“Our parents and grandparents wouldn’t dream of using chemical cleaners 60 years ago. They’d use vinegar, baking soda, and a few other ingredients from around the home – plus some elbow grease – and would be healthier for it”

DIY: The Only Truly Green Way to Clean!

The word “Natural” has no agreed-upon definition when it comes to consumer products. The category is loosely controlled, with little regulation and even less oversight. Cleaning Essentials puts you in control of what you put into your cleaners, what you spray in your home, and what your family is exposed to. Conscious consumers have begun to demand clean food that uses fresh ingredients and eliminates preservatives and additives. Isn’t it time we did the same with our cleaning products?

Store-bought natural cleaners with ingredients you recognize are a step in the right direction. Still, they do little to reduce the waste and carbon footprint involved in household cleaning. By using ingredients you already have, and adding water from your tap, you can dramatically reduce the amount of resources used to clean your home.

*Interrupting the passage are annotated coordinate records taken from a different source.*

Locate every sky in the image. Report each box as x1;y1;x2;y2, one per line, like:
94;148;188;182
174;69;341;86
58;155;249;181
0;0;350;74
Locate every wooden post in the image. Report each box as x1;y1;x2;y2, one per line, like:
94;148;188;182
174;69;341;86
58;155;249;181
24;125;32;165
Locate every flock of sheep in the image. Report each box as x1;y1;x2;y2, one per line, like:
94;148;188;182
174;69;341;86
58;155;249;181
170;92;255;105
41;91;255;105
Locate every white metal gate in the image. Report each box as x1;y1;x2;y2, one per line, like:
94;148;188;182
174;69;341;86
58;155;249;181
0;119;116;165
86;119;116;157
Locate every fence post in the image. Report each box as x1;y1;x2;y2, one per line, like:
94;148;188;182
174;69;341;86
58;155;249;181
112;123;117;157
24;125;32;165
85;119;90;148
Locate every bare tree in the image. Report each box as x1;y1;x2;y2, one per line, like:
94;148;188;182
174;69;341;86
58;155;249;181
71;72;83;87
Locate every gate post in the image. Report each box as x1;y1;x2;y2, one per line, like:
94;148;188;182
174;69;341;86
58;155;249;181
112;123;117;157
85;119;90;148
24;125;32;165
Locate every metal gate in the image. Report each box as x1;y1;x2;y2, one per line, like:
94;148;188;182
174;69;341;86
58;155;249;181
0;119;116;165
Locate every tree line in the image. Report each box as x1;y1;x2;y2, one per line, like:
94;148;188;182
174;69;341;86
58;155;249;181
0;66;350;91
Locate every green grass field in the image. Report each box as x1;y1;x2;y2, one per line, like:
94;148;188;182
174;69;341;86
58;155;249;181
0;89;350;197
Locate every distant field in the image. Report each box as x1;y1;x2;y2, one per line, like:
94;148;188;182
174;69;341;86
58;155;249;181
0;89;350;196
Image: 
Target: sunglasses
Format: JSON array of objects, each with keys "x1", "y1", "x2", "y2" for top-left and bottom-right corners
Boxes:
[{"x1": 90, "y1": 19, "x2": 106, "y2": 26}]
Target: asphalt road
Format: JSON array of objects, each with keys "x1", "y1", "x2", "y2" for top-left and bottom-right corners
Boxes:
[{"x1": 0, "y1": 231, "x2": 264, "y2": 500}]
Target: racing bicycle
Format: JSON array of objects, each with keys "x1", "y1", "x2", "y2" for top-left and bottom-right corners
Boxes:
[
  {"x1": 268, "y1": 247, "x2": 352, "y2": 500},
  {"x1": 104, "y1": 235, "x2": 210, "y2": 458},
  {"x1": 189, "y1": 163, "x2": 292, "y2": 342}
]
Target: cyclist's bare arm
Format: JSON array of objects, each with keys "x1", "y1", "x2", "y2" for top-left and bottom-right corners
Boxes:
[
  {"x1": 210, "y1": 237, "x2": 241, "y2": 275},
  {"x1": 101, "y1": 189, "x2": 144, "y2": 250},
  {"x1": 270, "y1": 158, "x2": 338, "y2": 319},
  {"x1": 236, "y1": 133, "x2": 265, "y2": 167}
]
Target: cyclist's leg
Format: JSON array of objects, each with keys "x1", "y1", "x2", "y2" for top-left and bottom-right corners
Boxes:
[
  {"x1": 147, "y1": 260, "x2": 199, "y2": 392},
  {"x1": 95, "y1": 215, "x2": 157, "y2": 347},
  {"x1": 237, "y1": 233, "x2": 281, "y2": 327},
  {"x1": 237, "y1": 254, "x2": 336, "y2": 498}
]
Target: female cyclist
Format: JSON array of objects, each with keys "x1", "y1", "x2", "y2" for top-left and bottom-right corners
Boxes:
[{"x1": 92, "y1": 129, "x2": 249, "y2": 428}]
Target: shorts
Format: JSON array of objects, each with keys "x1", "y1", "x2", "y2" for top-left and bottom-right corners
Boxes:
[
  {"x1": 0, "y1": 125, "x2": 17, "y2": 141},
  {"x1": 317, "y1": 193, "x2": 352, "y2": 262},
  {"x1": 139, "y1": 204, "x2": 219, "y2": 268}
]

Each time you refill a Cleaning Essentials container, you eliminate one container from the garbage system*. At the same time, by making your cleaners at home, you eliminate the need to transport a container — filled 80%-90% with water — through an energy intensive supply chain transportation system**.

But what about recycling?

Not everything placed into the recycle bin actually gets recycled. Did you know that you’re supposed to remove the sprayer or cap and rinse the plastic container before recycling? If you don’t, the container will most likely be rejected and end up in either a landfill, or at a waste-to-energy facility where it’s burned to generate power. A recent report found that only 6.5% of plastic containers discarded are successfully recycled. Even the materials that do get recycled require the use of additional resources to create usable items.

Next time you see a plastic cleaning bottle, imagine it’s filled halfway with oil. That’s about how much fossil fuel is needed to make, store, ship, heat/cool and otherwise transport one bottle of cleaner — even one with natural ingredients. Making your own homemade household cleaners helps the environment in more ways than one.

Homemade cleaners help the environment in other ways, too.

Our wastewater treatment systems are designed to break down and digest organic human waste, solids, and foods, using a bacterial process. When cleaning chemicals go down the drain, they don’t just disrupt the wastewater infrastructure; they pass right through it, ending up in our rivers, lakes, and streams, and eventually our food system. Our recipes for homemade household cleaners break down naturally without damaging water systems and the environment.